The Phase III Precision-T study (NCT05316701) found that the company’s lead investigational allogeneic T-cell immunotherapy, Orca-T (TRGFT-201), saw 78% of patients avoid GvHD versus 38% in the arm using a conventional allogeneic stem cell transplant at one year.
Chronic GvHD is when a patient’s immune system recognises donor cells as foreign and attacks them. This leads to a rejection of the stem cell transplant, which is typically used to replace damaged blood-forming cells at the root of a number of haematologic malignancies of blood cancers such as leukaemia.
The company’s randomised Phase III trial, which enrolled 174 patients with haematological malignancies, met its primary endpoint of a statistically significant improvement in survival free of chronic GvHD. It also met its key secondary endpoint with 94% of the Orca-T group achieving overall survival (OS) after one year versus 83% in the conventional stem cell transplant group.

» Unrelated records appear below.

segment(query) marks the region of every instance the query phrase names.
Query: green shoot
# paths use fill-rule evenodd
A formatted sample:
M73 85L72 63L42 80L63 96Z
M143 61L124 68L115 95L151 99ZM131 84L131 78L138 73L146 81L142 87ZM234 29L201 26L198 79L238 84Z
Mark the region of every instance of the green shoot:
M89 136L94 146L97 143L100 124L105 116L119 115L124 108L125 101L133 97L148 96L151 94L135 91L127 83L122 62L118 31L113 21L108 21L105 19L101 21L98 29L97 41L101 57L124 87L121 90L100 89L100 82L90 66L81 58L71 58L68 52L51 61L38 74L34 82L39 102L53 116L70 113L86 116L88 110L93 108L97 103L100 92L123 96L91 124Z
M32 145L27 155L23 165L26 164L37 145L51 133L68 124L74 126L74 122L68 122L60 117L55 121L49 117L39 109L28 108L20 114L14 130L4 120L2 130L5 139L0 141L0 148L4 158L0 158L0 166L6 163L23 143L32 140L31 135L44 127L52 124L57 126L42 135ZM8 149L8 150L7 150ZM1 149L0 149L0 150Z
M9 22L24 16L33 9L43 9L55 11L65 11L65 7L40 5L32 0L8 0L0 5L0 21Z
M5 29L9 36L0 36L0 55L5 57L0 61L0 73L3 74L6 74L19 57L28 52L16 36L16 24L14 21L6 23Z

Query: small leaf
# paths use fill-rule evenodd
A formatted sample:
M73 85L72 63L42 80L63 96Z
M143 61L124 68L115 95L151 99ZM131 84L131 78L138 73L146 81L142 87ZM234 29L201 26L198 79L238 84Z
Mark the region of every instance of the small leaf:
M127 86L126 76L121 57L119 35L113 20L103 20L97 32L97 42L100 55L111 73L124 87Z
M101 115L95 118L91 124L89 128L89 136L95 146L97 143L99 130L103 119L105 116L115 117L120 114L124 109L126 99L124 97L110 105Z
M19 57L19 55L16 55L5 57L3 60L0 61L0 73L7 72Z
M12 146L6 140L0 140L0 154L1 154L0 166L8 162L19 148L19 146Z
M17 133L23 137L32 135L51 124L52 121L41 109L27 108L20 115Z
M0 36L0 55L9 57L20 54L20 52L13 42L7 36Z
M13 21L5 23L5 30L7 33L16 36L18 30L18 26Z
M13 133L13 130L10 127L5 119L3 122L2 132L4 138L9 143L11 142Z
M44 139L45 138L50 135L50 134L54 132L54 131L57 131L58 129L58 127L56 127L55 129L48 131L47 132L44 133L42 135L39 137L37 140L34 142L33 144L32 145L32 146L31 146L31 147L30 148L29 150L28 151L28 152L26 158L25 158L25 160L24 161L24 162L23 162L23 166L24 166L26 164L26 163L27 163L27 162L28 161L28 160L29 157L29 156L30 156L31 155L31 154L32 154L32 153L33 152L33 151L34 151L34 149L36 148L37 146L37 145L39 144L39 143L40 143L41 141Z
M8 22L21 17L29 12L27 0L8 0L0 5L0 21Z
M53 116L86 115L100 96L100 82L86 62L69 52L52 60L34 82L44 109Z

Study author Professor Everett Meyer said: “Today, treating patients with serious blood cancers using allogeneic stem cell transplants requires a difficult risk-benefit trade-off as clinicians aim to cure the disease while avoiding potentially deadly treatment-related toxicities such as GvHD.
“The Precision-T study showed double the rate of survival free from GvHD with Orca-T versus a conventional transplant, a relapse-free survival rate of 76% and no new safety concerns. These findings are highly encouraging and provide compelling new evidence as we work to solve the critical factors contributing to the needs of this patient population.”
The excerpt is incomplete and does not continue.